Kibirli bir kişi, eğer savaş alanında bir komutan olursa, kendinden emin olarak düşmanını hafife alacak ve saldırıyı başlatmak için en iyi fırsatı kaçıracaktır. Eski bir Çin atasözünde de söylendiği gibi, kendine aşırı güvenen bir ordu, yenilgiye mahkumdur.
Kibirli bir kişi belli bir inancın uygulayıcısı olması durumunda, tüm bu süreçte sahip olduğu her şeyin gerçekten Tanrı tarafından verilmiş olduğunu unutup, Tanrısına karşı kendisini olması gereken pozisyonun dışında tutabilir.
Dinlerden gelen aşağıdaki iki hikaye birinin çok kibirli olma tehlikesini doğruluyor.
Bir bilge olarak yaratılan, doğru ve mükemmel melek, kibirli bir şeytan oldu ve Tanrı'ya isyan etti. Sonunda cennetten yeryüzüne atıldı. Onun düşmesine sebep olan kibri oldu.
Devadatta, Sakyamuni'nin kuzeniydi. O, Sakyamuni’nin rehberliği altında 12 yıl boyunca çalıştı. Kibir ve acımasızlığını asla terk etmedi ve sonuç olarak çok sayıda günahlar işledi. Sakyamuni doğaüstü yetenekleri ona öğretmeyi reddettiğinde, kısa süreliğine orayı terk etti ve daha sonra geri dönerek Sakyamuni’nin yerini almak amacıyla, diğer ustalardan birkaç numara (olağanüstü) öğrendi. Sakyamuni reddettiğinde, Devadatta öfke içinde Uppalavannā adında bir rahibeyi öldürdü. Gelecekte Sakyamuni’ye suikast etmesi için bir savaşçı kiraladı, ama bu kişi Sakyamuni’den etkilendi ve bunun yerine bir mürit oldu. Devadatta durmadı ve bir fili sokakta serbest bıraktı. Dev hayvanın Sakyamuni’nin üzerine basıp öldürmesini umuyordu. Neyse ki, Sakyamuni zarar görmedi. Devadatta sonra Sakyamuni’nin oturduğu yere doğru yukardan aşağı dev bir kaya itti.
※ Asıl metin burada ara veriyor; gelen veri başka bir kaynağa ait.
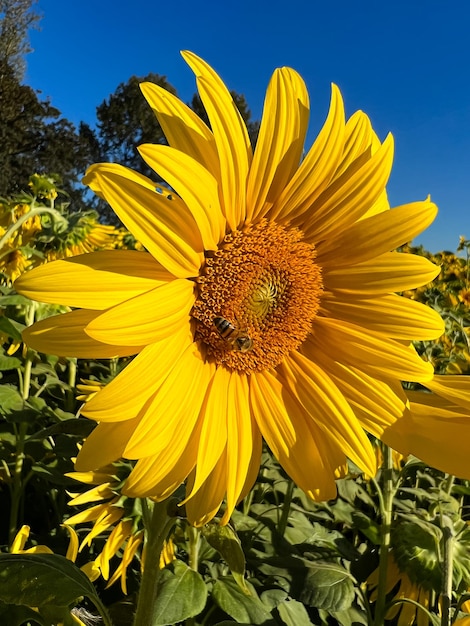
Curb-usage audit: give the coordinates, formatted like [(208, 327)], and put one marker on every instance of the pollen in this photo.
[(258, 295)]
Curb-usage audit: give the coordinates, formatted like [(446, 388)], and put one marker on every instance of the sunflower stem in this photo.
[(155, 534), (446, 592), (388, 492), (286, 508), (17, 483), (193, 536)]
Sakyamuni’nin ayaklarına küçük kayalar çarptı ve oldukça kan kaybetti.
Devadatta günahlarından ötürü, sadece meyve statüsünü elde etmede başarısız olmadı, cehenneme de düştü.
Kibir bir kişiyi mahvedebilir ve sertçe düşürebilir. Bir uygulayıcı için, kibir alevi bir kez yandığında, sadece onun inancına zarar vermeyecektir, aynı zamanda onu yok edecektir.
Böylece kendime ve uygulayıcı arkadaşlarıma hatırlattım, kendimizi asla Fa veya Shifu’dan daha yüksek olarak düşünmemeliyiz.